Wishing you all a happy & blessed Easter weekend! :)

And, of course, THANKS FOR READING!


Chapter 1

Letter to Mama


April 10, 1941

Dear Mama,

I hope you are doing well. PLEASE COME GET ME AND OTIS! I’m tired of working in the field picking cotton and corn and tobacco and whatever else Grandpa Lum grows for the Boss Man. I thought slavery was over! I want to come live with you, Mama. Now! And Mama, you’re not going to believe this, but yesterday, when me, Hattie, and Otis were out in the cotton field pulling weeds, Grandma Jenny hit me over the head with a hoe! She said I was too slow. Mama, I was just tired. Tired from walking the mile home from school. Tired from the heat. Tired
from--

"CRR-E-E-E-A-K"

Oh no. Someone’s coming up the ladder! Grandpa Lum will skin me alive if he finds me up here writing to Mama.

Shoving aside the worn notebook she was writing on, Cleo Holmes swung her brown, mosquito-bitten legs over the side of the bed, narrowly missing the jagged metal springs poking through the thin mattress.

With the nearly-finished letter still in her hand, she hurried across the room and quickly pushed aside the dark sheet of the makeshift closet. Pulling down an old, tattered shoebox from the back of the top shelf, she placed the letter in the box alongside her blue ribbon ink pen (won in a most-books-read-over-the-summer contest). She scooted to the middle of the room just as Hattie, her twelve-year-old aunt, appeared at the top of the ladder, sweat streaming down the sides of her pecan-tanned face.

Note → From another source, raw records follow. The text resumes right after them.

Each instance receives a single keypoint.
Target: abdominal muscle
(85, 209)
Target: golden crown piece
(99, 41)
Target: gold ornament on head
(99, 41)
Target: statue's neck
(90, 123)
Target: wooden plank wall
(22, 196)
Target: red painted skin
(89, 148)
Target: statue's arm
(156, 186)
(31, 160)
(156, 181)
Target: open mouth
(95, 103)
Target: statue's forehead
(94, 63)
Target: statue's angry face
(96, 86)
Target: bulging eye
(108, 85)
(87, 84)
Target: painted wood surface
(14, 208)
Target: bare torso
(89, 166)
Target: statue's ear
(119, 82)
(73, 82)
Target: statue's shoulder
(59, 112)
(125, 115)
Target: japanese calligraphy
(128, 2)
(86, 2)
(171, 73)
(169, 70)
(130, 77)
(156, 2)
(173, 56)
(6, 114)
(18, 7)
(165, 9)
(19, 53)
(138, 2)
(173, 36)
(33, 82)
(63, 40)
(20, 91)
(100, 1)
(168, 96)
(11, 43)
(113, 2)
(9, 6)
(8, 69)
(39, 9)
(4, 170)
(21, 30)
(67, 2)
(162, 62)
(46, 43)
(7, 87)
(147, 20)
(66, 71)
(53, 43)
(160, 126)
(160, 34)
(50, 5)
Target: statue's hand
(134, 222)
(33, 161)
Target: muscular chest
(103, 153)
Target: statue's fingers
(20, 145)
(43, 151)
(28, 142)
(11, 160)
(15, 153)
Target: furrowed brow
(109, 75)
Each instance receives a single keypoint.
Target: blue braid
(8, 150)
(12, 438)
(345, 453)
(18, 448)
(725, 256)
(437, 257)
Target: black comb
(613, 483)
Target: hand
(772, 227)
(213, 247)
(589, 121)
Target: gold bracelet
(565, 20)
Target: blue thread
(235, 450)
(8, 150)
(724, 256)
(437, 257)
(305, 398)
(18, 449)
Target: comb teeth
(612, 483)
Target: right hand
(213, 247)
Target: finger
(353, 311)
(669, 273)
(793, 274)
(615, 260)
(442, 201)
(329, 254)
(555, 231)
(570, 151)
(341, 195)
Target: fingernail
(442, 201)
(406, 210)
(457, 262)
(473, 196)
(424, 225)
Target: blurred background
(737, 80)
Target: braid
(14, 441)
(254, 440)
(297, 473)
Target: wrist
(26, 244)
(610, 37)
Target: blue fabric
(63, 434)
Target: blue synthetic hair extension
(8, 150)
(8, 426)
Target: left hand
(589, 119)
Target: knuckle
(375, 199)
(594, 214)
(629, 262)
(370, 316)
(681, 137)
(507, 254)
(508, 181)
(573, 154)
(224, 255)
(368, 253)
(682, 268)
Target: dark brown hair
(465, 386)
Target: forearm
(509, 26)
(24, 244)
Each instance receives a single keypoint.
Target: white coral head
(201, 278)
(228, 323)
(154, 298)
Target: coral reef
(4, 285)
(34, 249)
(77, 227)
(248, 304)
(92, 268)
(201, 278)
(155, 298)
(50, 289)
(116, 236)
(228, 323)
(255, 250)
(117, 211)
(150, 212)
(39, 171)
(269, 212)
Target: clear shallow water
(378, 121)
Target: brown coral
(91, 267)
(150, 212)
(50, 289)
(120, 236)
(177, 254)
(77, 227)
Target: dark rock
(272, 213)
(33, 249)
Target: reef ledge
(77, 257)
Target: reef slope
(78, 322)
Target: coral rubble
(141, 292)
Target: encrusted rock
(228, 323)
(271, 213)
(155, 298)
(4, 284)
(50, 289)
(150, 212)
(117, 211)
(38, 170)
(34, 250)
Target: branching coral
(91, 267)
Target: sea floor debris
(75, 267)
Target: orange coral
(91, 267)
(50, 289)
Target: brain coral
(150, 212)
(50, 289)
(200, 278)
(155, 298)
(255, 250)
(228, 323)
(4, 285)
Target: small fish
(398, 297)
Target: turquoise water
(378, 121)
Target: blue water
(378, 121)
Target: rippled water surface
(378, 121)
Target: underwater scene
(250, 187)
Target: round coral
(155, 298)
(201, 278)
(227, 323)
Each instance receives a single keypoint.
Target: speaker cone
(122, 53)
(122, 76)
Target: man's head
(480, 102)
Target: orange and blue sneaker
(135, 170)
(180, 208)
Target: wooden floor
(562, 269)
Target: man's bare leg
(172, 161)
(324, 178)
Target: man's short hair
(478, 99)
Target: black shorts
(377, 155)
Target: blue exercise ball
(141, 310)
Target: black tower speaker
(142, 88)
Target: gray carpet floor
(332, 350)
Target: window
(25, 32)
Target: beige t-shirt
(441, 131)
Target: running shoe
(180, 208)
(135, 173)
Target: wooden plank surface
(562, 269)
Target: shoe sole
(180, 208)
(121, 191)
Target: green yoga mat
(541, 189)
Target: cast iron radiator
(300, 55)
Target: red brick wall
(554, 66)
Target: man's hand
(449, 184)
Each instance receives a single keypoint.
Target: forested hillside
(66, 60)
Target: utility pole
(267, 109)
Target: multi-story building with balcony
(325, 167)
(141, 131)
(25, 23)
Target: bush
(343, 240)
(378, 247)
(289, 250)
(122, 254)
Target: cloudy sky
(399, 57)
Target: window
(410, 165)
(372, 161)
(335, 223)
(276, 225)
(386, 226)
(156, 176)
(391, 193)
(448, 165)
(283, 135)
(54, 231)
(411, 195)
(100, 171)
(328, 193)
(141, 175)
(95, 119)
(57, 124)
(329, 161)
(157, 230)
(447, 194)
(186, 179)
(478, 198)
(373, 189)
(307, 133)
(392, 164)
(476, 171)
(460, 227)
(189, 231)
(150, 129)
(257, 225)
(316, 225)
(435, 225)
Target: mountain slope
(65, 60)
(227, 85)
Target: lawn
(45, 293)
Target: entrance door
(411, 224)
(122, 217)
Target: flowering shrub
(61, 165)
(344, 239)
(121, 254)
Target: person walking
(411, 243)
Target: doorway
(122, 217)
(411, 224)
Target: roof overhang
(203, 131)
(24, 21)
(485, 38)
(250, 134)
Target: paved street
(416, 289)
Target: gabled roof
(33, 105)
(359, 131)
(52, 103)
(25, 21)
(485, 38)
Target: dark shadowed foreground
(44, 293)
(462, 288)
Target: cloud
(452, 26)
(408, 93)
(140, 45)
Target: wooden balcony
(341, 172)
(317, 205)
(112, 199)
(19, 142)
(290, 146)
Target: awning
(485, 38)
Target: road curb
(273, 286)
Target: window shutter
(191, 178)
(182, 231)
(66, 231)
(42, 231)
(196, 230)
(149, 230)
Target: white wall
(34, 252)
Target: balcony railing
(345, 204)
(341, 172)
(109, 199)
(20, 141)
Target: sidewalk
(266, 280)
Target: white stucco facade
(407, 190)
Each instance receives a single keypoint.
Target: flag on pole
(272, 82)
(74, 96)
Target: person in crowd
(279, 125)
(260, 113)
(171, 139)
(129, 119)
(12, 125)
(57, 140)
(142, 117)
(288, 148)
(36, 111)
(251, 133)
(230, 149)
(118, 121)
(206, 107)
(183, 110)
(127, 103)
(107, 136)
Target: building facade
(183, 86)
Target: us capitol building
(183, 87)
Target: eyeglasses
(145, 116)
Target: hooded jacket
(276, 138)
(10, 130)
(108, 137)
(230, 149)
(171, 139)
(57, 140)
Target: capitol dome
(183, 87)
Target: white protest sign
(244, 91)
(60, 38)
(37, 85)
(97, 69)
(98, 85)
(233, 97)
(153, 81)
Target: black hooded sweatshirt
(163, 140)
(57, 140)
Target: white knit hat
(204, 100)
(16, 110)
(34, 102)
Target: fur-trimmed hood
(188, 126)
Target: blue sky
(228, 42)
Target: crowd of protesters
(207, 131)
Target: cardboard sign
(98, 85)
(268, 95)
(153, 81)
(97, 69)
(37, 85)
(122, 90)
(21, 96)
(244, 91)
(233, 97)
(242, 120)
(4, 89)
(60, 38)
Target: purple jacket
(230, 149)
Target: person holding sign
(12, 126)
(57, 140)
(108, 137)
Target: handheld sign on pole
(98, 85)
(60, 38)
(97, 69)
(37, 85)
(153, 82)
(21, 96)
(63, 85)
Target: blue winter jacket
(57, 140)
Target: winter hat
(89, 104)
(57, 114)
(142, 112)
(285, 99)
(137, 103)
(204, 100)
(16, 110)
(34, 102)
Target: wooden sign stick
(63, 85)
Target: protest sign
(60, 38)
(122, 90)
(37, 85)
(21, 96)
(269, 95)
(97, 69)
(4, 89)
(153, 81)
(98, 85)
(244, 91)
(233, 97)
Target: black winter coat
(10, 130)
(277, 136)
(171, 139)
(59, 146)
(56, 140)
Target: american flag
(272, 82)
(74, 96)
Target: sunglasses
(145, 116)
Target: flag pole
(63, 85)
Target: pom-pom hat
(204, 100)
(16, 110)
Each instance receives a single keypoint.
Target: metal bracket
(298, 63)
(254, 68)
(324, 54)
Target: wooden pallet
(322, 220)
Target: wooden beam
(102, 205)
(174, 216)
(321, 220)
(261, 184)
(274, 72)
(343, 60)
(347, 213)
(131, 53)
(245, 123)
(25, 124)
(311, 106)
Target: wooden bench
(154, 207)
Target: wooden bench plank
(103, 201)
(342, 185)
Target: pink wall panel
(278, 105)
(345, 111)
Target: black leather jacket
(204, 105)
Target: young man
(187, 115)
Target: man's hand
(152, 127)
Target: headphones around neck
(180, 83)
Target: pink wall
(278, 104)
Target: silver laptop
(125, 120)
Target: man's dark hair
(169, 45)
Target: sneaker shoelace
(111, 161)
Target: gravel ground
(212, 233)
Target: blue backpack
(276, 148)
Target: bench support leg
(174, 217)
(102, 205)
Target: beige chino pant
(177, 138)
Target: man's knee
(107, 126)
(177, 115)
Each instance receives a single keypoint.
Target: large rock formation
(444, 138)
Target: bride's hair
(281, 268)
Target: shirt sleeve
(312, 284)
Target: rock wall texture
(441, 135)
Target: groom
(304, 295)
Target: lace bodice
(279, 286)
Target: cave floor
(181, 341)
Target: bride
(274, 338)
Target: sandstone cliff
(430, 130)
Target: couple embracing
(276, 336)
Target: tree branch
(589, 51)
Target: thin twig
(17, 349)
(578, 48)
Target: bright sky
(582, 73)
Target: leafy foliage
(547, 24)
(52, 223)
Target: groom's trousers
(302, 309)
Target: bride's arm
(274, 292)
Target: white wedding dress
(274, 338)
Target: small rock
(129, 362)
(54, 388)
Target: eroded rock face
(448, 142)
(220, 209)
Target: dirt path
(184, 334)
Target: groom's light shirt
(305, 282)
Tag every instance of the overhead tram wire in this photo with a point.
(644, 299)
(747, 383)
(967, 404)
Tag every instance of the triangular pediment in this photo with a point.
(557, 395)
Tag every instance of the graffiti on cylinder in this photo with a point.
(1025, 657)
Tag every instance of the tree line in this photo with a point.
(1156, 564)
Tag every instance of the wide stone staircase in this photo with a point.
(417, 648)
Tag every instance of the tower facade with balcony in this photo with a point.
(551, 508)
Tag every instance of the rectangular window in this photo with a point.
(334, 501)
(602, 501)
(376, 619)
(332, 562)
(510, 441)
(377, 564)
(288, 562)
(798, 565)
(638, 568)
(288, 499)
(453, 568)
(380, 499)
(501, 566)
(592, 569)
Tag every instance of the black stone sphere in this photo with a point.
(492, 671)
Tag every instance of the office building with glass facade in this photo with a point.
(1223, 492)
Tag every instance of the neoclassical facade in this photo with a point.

Cleo raised her eyes to the ceiling. Thank you, Lord. Grandpa Lum hasn’t reached the house—yet.

"Whoo-weee! It’s . . . some . . . kinda . . . hot . . . out there!" Hattie huffed, as she pulled herself up and over the ladder. She wiped the steady drip of water off her dirt-streaked face with the back of her hand and down the sides of the faded, dust-covered overalls she wore. Catching her breath, she continued, "Papa says you better hurry on down. He don’t want anymore dilly-dallying from you." She focused more clearly on Cleo. "You still in your school clothes?"

"Hattie," Cleo begged, shimmying out her knee-length plaid skirt, "tell him I’m coming. Please?" She forced her clammy legs into the new pair of blue jeans her mama had sent last month. "I just have to finish something first."

"Papa don’t care ’bout none of that. You better get a move on or he’ll be up here with a switch—or a belt." She looked over her shoulder, then back at Cleo.